During an interview with National Geographic magazine, Dr. Canessa was asked to talk about how his experience with the crash related to his work as a pediatric cardiology.  He had this to say:

When I see a baby in a mother’s womb, with half of its heart missing, looking through the window of the ultrasound machine is like seeing the moon through the window of the plane that night. But now I can be the shepherd who can make this child survive. It’s my revenge on death. I tell the mother, “You have a big mountain to climb. I was there before. I know how you feel. But the joy and happiness that awaits you on the other side is spectacular!” This book is a manual of adversity dedicated to people that suffer—and don’t think that there’s light at the end of the tunnel.

What were the lessons that he learned on the mountain, and what lessons does his experience have for us today?

That if you have sleep, water to drink, and decent food, you are lucky. Don’t wait for your plane to crash to realize how lucky you are. Be more grateful for life. You can wait for the helicopter, but don’t wait too long. 

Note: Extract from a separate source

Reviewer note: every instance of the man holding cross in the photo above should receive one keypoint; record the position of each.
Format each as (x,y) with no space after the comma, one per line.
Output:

In life there is a moment to wait and see what happens, but there is also a moment to get active. Walk out and search for your own helicopter, otherwise you will succumb. Don’t be seduced by your own ego and think you’re better than other people, because that’s the beginning of being unsuccessful. Every day, try to do something positive, so that when you put your head on the pillow you can ask yourself if you are a good person or not. The next day, try to do better. Every day, when I look at myself in the mirror, I thank God the same old jerk is still staring back at me.

I can't think of a better lesson than that.  Thank you, Dr. Roberto Canessa.